Perpendicular Bisectors
A perpendicular bisector passes through the midpoint of a segment and has a gradient perpendicular to that segment. Therefore, find the midpoint, find the original gradient, take its negative reciprocal, then form the equation.
Worked Example: Perpendicular Bisector
Question: Find the perpendicular bisector of the segment joining A(-3,8) and B(9,-2).
- Midpoint: (( -3+9)/2,(8-2)/2)=(3,3).
- Gradient of AB=(-2-8)/(9-(-3))=-10/12=-5/6.
- Perpendicular gradient =6/5.
- Use y-3=\frac65(x-3) and simplify.
Answer: y=\frac65x-\frac35, or 6x-5y=3.
Coordinate Proofs
Coordinates can be used to show that sides are equal, parallel or perpendicular. For example, equal distances can establish an isosceles triangle, equal gradients can establish parallel sides, and gradients with product -1 can establish a right angle.
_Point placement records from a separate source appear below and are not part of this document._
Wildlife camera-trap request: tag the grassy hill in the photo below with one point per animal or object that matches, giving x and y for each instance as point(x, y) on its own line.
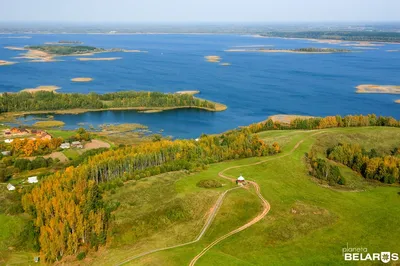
point(309, 222)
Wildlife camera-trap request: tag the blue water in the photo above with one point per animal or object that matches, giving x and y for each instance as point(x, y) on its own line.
point(255, 86)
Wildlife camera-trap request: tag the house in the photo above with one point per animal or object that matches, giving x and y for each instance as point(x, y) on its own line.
point(240, 180)
point(77, 144)
point(65, 145)
point(32, 179)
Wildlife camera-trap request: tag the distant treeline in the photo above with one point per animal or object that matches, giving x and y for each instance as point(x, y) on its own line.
point(68, 212)
point(51, 101)
point(373, 36)
point(327, 122)
point(370, 164)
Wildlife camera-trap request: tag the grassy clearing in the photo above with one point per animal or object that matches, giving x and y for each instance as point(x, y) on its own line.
point(46, 124)
point(308, 223)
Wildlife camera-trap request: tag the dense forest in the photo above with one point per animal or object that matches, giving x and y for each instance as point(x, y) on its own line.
point(327, 122)
point(50, 101)
point(370, 164)
point(67, 209)
point(66, 49)
point(373, 36)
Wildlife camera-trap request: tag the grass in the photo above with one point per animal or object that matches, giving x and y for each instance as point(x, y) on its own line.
point(46, 124)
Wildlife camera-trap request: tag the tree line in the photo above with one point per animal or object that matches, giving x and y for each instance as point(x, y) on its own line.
point(68, 212)
point(326, 122)
point(370, 164)
point(49, 101)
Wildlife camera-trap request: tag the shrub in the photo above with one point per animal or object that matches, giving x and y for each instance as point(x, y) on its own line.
point(209, 183)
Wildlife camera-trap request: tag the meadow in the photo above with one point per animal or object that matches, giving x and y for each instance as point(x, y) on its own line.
point(309, 222)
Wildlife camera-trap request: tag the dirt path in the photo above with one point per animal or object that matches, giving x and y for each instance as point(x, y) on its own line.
point(217, 205)
point(266, 205)
point(209, 220)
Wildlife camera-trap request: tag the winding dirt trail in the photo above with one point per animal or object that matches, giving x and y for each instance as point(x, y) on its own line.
point(217, 205)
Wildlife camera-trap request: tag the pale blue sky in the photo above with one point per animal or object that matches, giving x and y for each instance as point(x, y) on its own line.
point(199, 10)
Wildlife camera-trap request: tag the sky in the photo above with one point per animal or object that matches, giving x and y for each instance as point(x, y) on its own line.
point(199, 10)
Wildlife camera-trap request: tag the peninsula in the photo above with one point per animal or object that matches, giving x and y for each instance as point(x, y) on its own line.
point(6, 63)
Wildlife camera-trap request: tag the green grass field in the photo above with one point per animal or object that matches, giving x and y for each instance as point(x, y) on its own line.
point(309, 223)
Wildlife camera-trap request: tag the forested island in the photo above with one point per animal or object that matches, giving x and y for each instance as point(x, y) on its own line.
point(66, 49)
point(307, 50)
point(40, 101)
point(370, 36)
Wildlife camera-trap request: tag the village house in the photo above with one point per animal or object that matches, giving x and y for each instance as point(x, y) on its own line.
point(32, 179)
point(65, 145)
point(77, 144)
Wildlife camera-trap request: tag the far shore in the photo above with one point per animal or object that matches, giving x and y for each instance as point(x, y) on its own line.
point(50, 88)
point(6, 63)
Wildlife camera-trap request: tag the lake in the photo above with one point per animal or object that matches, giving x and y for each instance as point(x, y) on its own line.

Worked Example: Test Whether A Triangle Is Right-Angled
Question: Points are A(0,0), B(6,2) and C(2,8). Determine whether the triangle is right-angled and justify your conclusion.
- Gradient AB=2/6=1/3.
- Gradient AC=8/2=4.
- These gradients do not multiply to -1, so this proposed angle is not right; check the other vertices rather than forcing a conclusion.
- Gradient BA=1/3 and BC=(8-2)/(2-6)=6/(-4)=-3/2; product -1/2, also not right.
- The data do not form a right triangle, illustrating the need to calculate rather than assume from a sketch.
Answer: The triangle is not right-angled. A coordinate proof must follow the actual calculations.
Intercepts And Areas
The x-intercept is found by setting y=0; the y-intercept by setting x=0. These intercepts can form triangles with the coordinate axes, allowing area calculations.
Worked Example: Triangle With The Axes
Question: The line 2x+3y=12 meets the axes at A and B. Find the area of triangle OAB.
- At the x-axis, y=0, so x=6.
- At the y-axis, x=0, so y=4.
- The triangle has perpendicular base 6 and height 4.
- Area =\frac12(6)(4).
Answer: 12 square units.
Examination Guidance
- Rearrange a line into y=mx+c before comparing gradients.
- Keep the order of points consistent in both differences when calculating gradient.
- Give line equations in a fully simplified form.
- For perpendicular bisectors, use both the midpoint and the negative reciprocal gradient.
- Check a line equation by substituting a known point.
Common Mistakes
- Using (x_2-x_1)/(y_2-y_1) for gradient.
- Averaging all four coordinates together instead of averaging x-values and y-values separately.
- Assuming perpendicular gradients are merely negatives rather than negative reciprocals.
- Trying to write a vertical line in y=mx+c form.
- Using a diagram drawn not to scale as proof of parallelism or a right angle.
Knowledge Check And Practice
1. Find the gradient through (-1,4) and (3,12).
2. Find the midpoint of (8,-5) and (-2,7).
3. Find the distance between (1,2) and (7,10).
4. State the gradient of 4x+5y=20.
5. Find the equation of the line with gradient -3 through (2,9).
6. Find the gradient of a line perpendicular to one with gradient 5/2.
7. Find the equation of the horizontal line through (4,-7).
8. Find the equation of the vertical line through (-3,5).